For example, if we want a robot to carry a box from point A to point B, then if we just reward it for getting the box to point B as fast as possible, then if there's something in the path of the robot -- for example, there's a vase there -- then it will not have an incentive to go around the vase, it would just go right through the vase and break it just to get to point B as fast as possible, and this is an issue because our specification did not include a term for the state of the vase. So, when data is just optimizing for this reward that's all about the box, then it doesn't have an incentive to avoid disruptions to the environment.

Ariel: So I want to interrupt with a quick question. These examples so far, we're obviously worried about them with a technology as powerful as AGI, but they're also things that apply today. As you mentioned, Goodhart’s Law doesn't even just apply to AI. What progress has been made so far? Are we seeing progress already in addressing some of these issues?

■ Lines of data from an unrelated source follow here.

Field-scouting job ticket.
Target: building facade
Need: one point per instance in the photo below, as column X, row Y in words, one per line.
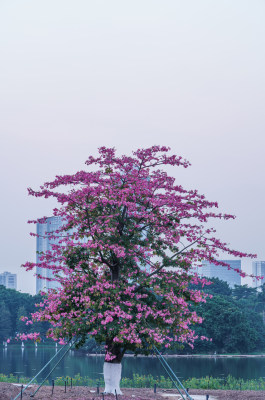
column 223, row 273
column 44, row 244
column 8, row 280
column 258, row 269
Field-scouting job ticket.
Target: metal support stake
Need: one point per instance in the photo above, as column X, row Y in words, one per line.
column 47, row 376
column 42, row 369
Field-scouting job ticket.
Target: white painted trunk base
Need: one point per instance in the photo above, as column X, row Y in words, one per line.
column 112, row 377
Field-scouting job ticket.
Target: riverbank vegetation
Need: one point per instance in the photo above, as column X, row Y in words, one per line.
column 233, row 318
column 148, row 381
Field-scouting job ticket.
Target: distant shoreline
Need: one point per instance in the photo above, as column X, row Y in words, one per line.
column 262, row 355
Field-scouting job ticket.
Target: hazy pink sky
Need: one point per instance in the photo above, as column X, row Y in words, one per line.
column 76, row 75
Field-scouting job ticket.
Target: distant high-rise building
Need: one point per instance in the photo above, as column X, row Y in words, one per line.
column 223, row 273
column 258, row 269
column 44, row 243
column 8, row 280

Victoria: We haven't seen so much progress in addressing these questions in a very general sort of way, because when you're building a narrow AI system, then you can often get away with a sort of trial and error approach where you run it and maybe it does something stupid, finds some degenerate solution, then you tweak your reward function, you run it again and maybe it finds a different degenerate solution and then so on and so forth until you arrive at some reward function that doesn't lead to obvious failure cases like that. For many narrow systems and narrow applications where you can sort of foresee all the ways in which things can go wrong, and just penalize all those ways or build a reward function that avoids all of those failure modes, then there isn't so much need to find a general solution to these problems. While as we get closer to general intelligence, there will be more need for more principled and more general approaches to these problems.

For example, how do we build an agent that has some idea of what side effects are, or what it means to disrupt an environment that it's in, no matter what environment you put it in. That's something we don't have yet. One of the promising approaches that has been gaining traction recently is reward learning. For example, there was this paper in collaboration between DeepMind and OpenAI called Deep Reinforcement Learning from Human Preferences, where instead of directly specifying a reward function for the agent, it learns a reward function from human feedback. Where, for example, if your agent is this simulated little noodle or hopper that's trying to do a backflip, then the human would just look at two videos off the agent trying to do a backflip and say, "Well this one looks more like a back flip." And so, you have a bunch of data from the human about what is more similar to what the human wants the agent to do.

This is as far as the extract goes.